Lily Meade is a speculative young adult author represented by Elana Roth Parker. Her writing has been published in Bustle and Teen Vogue. When not writing, she films educational videos on the craft of storytelling for her YouTube channel and recently launched a writer-focused planner company. We spoke with Lily about her work and being a Black creator.
Black Girls Create: What do you create?
I like to describe my content creation as “life inspired by fiction.” I do a lot of different things now, but my YouTube channel was created with the intent of sharing my passion and inspiration in storytelling with other people. Now I have a new business — it’s only a couple months old — First Chapter Design, and that’s a stationary company that creates products that are also centered around storytelling and helping people better tell their own stories. Whenever I create something, whether it’s a video or a notebook, and hopefully my books, my goal is always a life inspired by fiction.

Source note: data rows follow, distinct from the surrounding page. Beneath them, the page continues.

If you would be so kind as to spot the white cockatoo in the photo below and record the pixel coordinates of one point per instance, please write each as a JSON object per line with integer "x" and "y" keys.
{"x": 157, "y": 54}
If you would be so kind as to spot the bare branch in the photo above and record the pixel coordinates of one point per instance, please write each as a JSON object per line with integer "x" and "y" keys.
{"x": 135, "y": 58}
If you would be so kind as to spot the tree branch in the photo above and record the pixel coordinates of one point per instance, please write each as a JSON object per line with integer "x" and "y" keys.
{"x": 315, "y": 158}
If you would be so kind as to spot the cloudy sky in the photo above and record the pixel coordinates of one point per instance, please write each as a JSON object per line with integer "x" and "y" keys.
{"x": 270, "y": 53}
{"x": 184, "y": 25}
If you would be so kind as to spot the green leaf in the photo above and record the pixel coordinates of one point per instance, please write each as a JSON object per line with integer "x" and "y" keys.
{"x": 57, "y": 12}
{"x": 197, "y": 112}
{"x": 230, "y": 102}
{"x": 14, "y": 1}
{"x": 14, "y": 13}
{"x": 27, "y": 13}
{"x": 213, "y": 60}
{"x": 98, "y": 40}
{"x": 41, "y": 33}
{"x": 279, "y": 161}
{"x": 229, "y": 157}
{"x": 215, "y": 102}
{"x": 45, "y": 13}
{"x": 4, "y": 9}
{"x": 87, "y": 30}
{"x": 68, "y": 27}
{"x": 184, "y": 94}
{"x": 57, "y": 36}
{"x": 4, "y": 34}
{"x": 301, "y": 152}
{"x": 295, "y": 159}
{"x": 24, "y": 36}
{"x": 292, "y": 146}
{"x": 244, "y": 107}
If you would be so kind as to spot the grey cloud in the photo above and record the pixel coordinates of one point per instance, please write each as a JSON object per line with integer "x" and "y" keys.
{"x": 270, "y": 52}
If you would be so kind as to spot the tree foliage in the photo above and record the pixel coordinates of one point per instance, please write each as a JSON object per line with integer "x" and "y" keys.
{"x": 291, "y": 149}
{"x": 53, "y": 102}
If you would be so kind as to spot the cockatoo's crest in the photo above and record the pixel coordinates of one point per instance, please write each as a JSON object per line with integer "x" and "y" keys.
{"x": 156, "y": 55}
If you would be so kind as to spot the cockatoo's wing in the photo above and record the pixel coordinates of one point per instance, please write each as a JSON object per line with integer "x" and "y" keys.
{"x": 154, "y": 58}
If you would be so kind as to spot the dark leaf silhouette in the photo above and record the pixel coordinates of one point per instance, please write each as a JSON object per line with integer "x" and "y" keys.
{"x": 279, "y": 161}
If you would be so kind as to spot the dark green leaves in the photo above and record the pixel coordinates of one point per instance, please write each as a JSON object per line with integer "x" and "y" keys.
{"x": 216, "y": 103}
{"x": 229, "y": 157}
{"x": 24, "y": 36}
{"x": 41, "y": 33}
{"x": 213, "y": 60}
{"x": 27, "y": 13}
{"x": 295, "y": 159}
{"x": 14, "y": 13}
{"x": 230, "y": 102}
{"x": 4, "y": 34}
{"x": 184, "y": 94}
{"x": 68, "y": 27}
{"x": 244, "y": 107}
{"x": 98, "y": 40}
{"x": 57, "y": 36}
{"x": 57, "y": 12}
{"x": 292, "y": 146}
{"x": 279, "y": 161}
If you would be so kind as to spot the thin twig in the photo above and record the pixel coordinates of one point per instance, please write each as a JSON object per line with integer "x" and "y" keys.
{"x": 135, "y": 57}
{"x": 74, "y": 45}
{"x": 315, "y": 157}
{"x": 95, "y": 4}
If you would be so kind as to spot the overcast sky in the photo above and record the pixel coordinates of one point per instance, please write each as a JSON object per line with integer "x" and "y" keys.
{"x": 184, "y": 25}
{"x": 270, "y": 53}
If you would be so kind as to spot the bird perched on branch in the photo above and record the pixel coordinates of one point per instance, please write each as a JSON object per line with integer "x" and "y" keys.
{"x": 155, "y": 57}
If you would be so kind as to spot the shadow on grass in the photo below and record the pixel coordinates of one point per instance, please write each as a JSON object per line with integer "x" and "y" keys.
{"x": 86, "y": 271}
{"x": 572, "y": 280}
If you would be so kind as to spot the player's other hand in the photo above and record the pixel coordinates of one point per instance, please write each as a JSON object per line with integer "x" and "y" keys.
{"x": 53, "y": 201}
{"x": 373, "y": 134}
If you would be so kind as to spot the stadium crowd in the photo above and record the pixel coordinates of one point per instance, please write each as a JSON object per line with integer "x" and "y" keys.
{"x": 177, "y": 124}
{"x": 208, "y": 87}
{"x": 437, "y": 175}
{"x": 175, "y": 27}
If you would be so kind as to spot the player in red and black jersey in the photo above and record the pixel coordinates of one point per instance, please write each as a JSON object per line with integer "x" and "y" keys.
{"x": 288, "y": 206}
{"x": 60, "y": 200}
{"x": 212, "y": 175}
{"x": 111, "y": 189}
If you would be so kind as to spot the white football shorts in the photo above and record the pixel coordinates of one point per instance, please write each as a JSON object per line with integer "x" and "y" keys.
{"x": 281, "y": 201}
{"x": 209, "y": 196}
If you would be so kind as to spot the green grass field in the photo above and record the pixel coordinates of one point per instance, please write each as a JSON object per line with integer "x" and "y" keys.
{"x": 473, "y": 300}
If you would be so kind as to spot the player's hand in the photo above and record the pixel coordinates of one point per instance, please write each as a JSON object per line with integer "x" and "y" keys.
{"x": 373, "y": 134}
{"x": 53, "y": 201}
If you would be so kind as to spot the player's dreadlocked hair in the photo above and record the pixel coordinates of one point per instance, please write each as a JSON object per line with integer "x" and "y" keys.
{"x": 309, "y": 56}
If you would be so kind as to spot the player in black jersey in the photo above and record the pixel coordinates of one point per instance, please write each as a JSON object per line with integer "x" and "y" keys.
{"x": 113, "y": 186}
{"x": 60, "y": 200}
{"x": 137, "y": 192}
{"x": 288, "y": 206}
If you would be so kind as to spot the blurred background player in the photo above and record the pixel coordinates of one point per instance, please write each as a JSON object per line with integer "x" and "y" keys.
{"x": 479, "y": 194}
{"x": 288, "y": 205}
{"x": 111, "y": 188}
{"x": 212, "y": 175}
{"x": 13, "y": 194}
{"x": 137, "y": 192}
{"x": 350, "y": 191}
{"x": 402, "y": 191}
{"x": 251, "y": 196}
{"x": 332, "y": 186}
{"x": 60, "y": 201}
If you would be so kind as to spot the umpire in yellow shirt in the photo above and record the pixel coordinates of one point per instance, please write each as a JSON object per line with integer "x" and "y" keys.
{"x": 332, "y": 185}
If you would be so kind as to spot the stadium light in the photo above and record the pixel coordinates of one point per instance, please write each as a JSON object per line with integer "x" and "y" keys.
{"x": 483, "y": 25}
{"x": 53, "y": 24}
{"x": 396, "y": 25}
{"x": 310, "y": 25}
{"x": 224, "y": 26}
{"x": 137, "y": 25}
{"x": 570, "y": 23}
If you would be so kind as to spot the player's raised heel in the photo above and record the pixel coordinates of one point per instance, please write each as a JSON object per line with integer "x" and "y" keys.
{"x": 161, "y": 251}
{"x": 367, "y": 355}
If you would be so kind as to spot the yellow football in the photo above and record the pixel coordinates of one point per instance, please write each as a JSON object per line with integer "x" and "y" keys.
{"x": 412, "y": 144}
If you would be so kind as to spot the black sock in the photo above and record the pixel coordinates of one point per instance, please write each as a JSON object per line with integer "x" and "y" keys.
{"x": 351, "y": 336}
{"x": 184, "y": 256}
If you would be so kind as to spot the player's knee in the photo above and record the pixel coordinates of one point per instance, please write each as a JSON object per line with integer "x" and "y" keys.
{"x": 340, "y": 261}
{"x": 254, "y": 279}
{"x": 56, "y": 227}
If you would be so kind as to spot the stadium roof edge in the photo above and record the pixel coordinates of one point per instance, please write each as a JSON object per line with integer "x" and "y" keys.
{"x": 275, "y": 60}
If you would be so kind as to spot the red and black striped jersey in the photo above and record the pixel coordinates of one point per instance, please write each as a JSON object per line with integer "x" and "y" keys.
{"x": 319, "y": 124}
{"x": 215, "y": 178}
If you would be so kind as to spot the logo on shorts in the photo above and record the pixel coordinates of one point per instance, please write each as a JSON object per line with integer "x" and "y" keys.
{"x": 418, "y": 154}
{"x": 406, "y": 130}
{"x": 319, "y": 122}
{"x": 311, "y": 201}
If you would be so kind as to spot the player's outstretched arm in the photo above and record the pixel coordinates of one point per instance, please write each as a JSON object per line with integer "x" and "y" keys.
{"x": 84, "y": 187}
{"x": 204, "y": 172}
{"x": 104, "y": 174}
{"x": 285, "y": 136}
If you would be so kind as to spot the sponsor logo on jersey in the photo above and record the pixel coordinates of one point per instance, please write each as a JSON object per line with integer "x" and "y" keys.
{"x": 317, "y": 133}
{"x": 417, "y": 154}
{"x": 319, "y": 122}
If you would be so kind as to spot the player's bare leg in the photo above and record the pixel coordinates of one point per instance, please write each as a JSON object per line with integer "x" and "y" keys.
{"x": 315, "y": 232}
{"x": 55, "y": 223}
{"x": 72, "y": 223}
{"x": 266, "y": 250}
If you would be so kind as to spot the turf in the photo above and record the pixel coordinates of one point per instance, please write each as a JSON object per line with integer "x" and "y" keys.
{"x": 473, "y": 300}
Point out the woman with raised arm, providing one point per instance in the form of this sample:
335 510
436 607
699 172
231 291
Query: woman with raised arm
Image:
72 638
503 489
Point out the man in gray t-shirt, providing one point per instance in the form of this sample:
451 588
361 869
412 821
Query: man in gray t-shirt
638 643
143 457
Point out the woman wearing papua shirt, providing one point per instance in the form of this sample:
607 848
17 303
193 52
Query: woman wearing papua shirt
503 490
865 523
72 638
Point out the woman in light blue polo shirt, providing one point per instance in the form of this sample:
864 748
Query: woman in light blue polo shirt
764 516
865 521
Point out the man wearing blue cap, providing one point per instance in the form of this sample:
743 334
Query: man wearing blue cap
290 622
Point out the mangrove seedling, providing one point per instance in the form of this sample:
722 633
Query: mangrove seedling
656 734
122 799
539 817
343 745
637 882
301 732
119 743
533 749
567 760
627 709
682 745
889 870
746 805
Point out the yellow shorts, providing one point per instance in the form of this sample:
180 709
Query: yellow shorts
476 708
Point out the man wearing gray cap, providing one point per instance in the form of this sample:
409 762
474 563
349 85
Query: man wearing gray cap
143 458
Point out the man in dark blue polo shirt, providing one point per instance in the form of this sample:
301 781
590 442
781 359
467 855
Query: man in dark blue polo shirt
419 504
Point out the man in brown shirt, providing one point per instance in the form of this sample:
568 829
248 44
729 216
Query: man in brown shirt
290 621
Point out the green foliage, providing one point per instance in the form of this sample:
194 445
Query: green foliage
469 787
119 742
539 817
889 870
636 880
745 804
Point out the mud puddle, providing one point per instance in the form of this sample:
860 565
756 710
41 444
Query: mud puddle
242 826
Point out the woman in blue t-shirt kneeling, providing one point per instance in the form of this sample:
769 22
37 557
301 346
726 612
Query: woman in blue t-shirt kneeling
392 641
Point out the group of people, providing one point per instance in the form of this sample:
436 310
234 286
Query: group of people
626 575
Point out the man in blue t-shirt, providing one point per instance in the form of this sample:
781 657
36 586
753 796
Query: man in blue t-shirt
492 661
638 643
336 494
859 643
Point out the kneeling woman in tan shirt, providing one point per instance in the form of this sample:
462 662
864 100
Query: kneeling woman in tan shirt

BGC: What made you start vlogging?
I guess an obsession with YouTube. I was aware of BookTube, but I was more inspired by other authors that I had seen who did YouTube, like Jackson Pierce and Kiera Cass. They had a friendly, chatting with a colleague sort of style that I wanted to emulate more than the VlogBrothers format. I didn’t realize until maybe a year in how closely my audience overlapped with BookTube, because I don’t really talk about other people’s books. I didn’t want to build my platform for my own career talking about other people’s work, especially because I didn’t ever want to be in a position where maybe I didn’t like a book but I didn’t want to hurt anybody’s feelings or say something I didn’t mean. I don’t really consider myself too much part of BookTube because I don’t really do reviews, except for the occasional one that really speaks to me. But I don’t really not consider myself a part of BookTube. What we call AuthorTube and BookTube are so aligned, because it’s all centered around the passion of storytelling.
BGC: How has vlogging helped with your writing and vice versa?
Because I’m talking about writing, I have to know what I’m talking about. I read more books on writing and when I am thinking about content creation, it’s engaging the same core muscles. When I get a new revelation when I’m working on something, I usually open up my phone and put a note in. It’s a way to get out some of the things that take up your brain and can be distractions by giving them a home. My mother always says, “You should journal about your feelings since you like writing so much,” but when I write things down that’s permanent home for them, and I don’t like to give bad feelings a home.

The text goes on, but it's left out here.